Tuesday, 23 January 2018

Murder Most Notorious - The Leveson Street Slaughter

For a relatively small city, Liverpool packs a terrific punch when it comes to its rich and varied history. Home to a great cultural heritage, and some of the finest Georgian architecture to be found anywhere in the UK, it also - in common with most locations - has its darker side.


In this case, a murder so notorious it caused the local council to rename the street where it occurred. 

It all happened in 1849 in Leveson Street just south of the city centre where, at Number Twenty, Ann Hinrichson lived with her Danish sea captain husband, John. He was away on a voyage and Ann - pregnant with her third child - her two sons, aged five and three and their maid were living peacefully and happily when Ann made a decision that would have fatal consequences. She decided to make some extra cash by renting out one of their rooms.

John Gleeson Wilson, a young Irishman from Limerick, answered her advertisement and, having inspected the rooms, told her he was a ship's carpenter and paid his week's rent in advance. This was on March 28th.

When a delivery boy called the following day, he received no reply to his knock on the door, but he heard someone moaning and, through the keyhole, he could see the feet of someone lying across the hall. he raised the alarm and ran off to find a policeman. When they returned, the neighbours had already broken the door down.

Inside, Mrs Hinrichson's older son and the maid, Mary Parr, had been battered severely with a shovel and left for dead in a pool of blood. Meanwhile, in the cellar, the youngest child lay with his throat cut from ear to ear. The motive appears to have been robbery. Evidently, Mrs Hinrichson had been out when Wilson struck. She had come home to find him in the process of searching through her bedroom drawers. He attacked her viciously with a poker.Mrs Hinrichson and her elder son died shortly after but, unfortunately for Wilson, Mary Parr lived long enough to identify him before she too succumbed to her injuries less than a week later.

Wilson had fled, washed his bloodsoaked clothes in Toxteth Park nearby, and then tried to sell a gold watch to a pawnbroker in London Road. He purchased new boots and trousers and returned to his other lodging house in Porter Street to collect a clean shirt from his landlady. he then calmly walked into a barber's shop for a shave and asked about purchasing a wig as he maintained his hair was falling out. He also made enquiries about buying a £3 ticket to the USA.
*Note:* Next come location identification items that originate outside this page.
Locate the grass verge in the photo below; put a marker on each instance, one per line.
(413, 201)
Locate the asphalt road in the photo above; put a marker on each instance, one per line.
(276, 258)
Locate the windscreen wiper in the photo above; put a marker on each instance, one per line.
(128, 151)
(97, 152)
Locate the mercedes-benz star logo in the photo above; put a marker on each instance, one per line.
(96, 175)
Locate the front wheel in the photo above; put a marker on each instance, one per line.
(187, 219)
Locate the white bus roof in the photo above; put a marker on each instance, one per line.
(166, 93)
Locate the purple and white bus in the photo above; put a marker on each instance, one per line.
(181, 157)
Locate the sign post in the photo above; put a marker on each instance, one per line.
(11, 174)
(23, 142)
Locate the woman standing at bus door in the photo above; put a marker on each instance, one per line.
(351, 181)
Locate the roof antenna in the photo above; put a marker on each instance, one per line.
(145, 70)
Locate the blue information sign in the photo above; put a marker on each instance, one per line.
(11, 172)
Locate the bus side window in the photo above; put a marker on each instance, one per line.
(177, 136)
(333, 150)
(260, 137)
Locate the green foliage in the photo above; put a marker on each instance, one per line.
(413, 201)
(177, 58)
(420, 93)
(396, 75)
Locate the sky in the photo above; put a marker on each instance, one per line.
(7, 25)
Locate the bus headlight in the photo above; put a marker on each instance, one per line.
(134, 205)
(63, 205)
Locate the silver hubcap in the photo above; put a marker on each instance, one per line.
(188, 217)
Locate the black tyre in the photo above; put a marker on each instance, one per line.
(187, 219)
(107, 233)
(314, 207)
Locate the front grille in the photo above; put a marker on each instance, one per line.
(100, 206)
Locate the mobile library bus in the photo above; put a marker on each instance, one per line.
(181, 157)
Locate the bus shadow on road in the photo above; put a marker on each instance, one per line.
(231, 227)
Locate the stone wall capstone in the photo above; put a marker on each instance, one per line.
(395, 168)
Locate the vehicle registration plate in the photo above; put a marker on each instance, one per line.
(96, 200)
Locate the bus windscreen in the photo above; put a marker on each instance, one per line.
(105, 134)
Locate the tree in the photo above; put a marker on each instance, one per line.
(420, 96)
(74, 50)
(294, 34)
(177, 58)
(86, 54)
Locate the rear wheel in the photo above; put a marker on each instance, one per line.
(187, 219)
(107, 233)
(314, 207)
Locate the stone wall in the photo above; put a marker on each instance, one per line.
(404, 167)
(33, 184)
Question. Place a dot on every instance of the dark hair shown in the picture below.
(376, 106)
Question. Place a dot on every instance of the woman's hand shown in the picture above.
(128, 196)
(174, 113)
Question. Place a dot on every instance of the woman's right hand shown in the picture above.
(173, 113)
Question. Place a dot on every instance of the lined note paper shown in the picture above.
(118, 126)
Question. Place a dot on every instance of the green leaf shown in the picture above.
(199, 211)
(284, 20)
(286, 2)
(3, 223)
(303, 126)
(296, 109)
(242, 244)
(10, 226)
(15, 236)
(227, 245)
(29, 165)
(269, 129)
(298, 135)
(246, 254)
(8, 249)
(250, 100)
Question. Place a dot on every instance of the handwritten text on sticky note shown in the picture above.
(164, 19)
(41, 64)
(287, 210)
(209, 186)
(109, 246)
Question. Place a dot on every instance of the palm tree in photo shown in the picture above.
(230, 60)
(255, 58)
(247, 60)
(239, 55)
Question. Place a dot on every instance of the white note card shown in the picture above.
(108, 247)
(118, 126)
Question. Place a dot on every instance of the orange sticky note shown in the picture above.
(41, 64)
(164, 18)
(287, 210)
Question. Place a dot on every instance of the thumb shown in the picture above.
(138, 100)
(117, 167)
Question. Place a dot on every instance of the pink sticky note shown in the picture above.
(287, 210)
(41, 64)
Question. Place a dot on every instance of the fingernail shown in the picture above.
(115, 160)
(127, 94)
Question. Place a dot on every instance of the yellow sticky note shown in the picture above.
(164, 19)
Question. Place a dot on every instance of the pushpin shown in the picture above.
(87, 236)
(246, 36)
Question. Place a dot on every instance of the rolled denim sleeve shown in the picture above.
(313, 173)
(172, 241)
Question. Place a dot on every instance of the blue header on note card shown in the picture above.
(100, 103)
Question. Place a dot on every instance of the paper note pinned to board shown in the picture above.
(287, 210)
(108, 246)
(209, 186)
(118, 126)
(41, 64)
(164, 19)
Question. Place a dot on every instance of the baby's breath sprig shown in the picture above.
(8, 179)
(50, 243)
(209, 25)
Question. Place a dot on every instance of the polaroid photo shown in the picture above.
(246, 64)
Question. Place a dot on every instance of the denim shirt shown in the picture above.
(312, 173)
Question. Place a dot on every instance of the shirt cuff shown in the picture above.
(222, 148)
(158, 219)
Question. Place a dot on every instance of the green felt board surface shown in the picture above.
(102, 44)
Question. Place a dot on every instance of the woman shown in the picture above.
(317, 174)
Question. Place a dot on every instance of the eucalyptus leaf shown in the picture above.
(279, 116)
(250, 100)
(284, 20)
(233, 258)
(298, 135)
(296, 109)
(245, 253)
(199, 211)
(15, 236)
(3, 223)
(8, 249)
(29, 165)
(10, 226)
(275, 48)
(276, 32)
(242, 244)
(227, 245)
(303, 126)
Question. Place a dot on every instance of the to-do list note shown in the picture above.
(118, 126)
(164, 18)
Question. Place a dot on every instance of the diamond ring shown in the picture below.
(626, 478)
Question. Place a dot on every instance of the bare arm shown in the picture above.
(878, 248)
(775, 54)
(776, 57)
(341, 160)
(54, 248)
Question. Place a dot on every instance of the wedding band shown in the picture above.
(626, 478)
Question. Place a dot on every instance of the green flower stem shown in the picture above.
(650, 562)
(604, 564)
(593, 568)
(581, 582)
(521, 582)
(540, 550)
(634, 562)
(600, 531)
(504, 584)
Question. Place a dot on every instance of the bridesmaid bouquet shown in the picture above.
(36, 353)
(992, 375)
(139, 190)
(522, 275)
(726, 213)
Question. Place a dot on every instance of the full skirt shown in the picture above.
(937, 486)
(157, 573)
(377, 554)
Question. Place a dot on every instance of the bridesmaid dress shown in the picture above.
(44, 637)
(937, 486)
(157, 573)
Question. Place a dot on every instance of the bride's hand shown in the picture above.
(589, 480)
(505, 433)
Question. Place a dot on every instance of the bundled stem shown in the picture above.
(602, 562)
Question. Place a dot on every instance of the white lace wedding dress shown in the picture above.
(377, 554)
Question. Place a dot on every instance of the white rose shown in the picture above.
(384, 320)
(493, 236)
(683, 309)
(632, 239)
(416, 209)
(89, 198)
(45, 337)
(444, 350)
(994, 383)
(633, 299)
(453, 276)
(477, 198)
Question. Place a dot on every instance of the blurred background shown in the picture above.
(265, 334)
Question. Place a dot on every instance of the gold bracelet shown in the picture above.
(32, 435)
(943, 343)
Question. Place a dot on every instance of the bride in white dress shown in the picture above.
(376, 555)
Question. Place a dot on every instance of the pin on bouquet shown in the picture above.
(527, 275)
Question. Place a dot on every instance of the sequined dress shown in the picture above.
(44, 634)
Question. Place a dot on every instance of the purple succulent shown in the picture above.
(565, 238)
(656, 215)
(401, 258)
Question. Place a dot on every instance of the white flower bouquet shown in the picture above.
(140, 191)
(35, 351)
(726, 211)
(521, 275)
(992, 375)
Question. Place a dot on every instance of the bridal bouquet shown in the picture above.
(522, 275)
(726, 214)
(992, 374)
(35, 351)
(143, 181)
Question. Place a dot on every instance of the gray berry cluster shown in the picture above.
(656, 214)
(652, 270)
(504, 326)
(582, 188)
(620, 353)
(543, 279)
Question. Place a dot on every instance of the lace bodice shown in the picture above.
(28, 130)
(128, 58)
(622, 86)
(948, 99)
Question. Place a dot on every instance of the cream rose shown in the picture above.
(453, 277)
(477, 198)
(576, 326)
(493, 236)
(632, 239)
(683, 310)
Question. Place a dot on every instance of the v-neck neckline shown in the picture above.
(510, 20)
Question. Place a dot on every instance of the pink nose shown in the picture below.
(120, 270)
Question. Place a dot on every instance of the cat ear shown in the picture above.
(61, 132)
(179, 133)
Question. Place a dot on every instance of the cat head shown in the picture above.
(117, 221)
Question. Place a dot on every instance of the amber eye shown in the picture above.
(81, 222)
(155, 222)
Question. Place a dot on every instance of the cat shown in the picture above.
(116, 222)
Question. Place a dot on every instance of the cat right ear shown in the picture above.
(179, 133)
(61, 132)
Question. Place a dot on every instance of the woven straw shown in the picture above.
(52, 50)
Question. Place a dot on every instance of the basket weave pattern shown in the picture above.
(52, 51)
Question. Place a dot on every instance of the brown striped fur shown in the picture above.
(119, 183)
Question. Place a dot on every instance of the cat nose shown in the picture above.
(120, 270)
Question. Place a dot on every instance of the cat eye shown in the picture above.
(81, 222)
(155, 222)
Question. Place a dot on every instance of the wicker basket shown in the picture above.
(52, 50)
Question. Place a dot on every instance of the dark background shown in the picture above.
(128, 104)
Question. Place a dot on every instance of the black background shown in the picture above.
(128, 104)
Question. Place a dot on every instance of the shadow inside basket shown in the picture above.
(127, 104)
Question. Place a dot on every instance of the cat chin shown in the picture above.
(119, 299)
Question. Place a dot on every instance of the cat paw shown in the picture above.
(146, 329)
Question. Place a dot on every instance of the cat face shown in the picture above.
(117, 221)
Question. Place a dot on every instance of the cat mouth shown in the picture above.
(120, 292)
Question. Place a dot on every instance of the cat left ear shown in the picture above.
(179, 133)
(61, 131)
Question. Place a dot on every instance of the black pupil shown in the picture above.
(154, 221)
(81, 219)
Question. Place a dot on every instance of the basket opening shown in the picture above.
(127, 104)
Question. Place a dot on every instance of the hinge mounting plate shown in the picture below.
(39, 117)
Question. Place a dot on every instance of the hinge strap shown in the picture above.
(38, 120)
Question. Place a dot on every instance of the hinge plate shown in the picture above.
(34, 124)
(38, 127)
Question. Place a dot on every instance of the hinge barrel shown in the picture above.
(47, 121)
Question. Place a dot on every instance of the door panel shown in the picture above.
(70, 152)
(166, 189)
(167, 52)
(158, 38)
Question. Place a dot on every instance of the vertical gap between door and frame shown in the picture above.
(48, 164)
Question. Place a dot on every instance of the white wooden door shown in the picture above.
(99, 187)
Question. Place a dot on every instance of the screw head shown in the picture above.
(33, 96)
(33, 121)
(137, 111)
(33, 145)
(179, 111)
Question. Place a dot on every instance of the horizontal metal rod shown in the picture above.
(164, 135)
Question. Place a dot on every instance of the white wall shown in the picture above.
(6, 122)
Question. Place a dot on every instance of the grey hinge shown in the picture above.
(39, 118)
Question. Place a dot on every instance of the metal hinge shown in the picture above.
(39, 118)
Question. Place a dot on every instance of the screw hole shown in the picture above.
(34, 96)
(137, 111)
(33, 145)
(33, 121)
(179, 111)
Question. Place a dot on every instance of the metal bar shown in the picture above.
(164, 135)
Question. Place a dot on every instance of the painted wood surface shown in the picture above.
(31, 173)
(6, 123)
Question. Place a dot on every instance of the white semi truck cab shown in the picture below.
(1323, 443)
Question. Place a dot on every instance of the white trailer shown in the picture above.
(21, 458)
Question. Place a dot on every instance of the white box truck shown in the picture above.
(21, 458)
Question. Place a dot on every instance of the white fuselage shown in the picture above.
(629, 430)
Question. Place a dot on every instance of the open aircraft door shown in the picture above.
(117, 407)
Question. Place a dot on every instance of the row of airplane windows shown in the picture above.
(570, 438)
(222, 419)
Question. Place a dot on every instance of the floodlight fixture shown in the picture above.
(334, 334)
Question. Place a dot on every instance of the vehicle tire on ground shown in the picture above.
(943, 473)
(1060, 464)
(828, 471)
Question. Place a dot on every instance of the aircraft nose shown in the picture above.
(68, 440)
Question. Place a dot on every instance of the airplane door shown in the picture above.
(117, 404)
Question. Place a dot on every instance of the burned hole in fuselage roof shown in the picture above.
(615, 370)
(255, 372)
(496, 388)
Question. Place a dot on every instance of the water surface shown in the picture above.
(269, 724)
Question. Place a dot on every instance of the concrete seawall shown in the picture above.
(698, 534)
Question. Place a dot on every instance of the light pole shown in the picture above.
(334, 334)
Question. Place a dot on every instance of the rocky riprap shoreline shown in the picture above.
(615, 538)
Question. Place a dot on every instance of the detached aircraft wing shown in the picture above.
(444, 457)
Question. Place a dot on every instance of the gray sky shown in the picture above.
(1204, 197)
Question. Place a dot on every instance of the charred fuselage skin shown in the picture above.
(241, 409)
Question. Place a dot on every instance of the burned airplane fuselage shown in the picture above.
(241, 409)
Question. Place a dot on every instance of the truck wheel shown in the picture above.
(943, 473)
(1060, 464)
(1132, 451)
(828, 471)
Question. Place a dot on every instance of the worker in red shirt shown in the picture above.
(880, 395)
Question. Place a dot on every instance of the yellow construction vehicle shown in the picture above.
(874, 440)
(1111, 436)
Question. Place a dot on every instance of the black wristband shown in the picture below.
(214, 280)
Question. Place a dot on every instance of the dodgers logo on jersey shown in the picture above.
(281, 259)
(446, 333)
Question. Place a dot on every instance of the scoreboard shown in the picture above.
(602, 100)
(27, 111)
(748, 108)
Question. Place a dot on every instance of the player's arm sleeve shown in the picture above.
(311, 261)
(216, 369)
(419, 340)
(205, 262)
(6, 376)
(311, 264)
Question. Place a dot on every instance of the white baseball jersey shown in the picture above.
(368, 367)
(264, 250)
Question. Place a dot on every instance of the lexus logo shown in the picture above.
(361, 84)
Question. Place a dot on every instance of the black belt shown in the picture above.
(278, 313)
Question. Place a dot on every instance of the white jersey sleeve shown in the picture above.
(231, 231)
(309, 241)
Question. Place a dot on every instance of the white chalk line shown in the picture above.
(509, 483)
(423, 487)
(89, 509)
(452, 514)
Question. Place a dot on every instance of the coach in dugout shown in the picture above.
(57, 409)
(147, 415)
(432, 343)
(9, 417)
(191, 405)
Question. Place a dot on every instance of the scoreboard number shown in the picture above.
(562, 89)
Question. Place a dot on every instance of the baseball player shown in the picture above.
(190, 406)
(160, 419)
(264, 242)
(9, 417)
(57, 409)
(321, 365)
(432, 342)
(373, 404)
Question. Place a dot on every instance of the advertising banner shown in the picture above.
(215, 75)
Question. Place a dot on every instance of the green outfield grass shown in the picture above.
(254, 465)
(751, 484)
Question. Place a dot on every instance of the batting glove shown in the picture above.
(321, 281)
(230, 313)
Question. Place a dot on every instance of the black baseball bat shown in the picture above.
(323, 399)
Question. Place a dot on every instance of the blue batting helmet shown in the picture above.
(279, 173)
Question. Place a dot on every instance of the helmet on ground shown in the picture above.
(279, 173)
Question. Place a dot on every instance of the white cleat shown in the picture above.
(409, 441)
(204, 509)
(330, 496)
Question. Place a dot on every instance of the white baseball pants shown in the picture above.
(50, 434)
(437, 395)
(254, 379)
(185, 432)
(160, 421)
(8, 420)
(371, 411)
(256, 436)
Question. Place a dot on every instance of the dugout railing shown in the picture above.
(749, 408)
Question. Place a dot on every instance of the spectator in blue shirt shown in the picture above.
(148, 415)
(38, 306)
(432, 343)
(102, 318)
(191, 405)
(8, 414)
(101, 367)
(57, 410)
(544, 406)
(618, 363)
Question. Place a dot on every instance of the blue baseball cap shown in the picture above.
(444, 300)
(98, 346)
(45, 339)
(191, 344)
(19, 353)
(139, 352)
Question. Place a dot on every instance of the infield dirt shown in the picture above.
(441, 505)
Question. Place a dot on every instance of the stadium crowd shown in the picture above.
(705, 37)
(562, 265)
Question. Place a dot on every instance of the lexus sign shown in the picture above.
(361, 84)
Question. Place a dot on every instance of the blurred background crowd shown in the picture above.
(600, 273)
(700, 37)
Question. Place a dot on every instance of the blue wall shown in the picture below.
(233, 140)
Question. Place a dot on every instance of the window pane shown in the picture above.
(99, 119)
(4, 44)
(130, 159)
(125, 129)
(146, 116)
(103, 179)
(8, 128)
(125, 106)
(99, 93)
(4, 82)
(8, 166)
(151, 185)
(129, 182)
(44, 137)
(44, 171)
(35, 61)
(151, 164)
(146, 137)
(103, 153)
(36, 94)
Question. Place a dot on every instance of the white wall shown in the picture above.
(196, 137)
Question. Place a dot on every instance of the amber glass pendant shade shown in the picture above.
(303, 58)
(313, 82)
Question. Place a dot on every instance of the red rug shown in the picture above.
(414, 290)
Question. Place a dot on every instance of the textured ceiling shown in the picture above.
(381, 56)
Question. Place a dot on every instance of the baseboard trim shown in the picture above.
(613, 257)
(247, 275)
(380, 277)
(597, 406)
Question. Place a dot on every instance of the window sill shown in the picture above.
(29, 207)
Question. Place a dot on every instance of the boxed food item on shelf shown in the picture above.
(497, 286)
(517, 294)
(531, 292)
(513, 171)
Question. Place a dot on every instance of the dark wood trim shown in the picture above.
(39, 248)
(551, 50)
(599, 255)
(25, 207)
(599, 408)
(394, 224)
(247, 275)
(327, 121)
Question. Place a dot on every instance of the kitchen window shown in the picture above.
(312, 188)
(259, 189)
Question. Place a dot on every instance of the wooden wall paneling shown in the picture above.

The next day his luck ran out Once again he attempted to sell the watch - this time to a dealer in Great Howard Street. Something about his demeanour aroused the dealer's suspicions and he asked his son to take Wilson to a dealer in another part of the city. It was all a ruse. As they passed the Bridewell in Dale Street, the son grabbed Wilson and marched him in to turn him over to the police. The watch had belonged to Ann Hinrichson, as attested to by her mother.

Wilson was unrepentant throughout his trial although during the time he was being held in custody, he was known to have lengthy screaming fits and uncontrollable rages. The verdict required no deliberation on the part of the jury and he was publicly hanged in front of a crowd of some 50,000 people. In fact so many people wanted to witness the end of the notorious killer, that special trains were laid on and a charge of a shilling was made by those wanting a better view.

Wilson didn't go gently to his Maker. The hangman made a mess of the execution. He was a 70 year old stand in called George Howard and he miscalculated the drop.He also failed to position the hood properly and it barely reached his eyebrows. Wilson dropped and writhed in agony, his eyes bulging from their sockets. A number of those with the best views watched in horror as the man's face turned purple and, at one point, he twisted round to face his executioner. This proved too much for some of the crows and a number of them fainted. For fifteen minutes, he slowly choked before he finally expired.

As for poor Captain Hinrichson, he returned home to find his entire family dead. He later rose to become Dock Master at Toxteth, Huskisson and Queen's Docks.

 For residents of Leveson Street, life became intolerable, with sightseers and the sheer notoriety of their street. The council renamed it Grenville Street South. Even so, people would still point at Number Twenty. Gradually the slaughter faded into the annals of history, while all four victims continue to slumber in their graves in St James's Cemetery, nearby.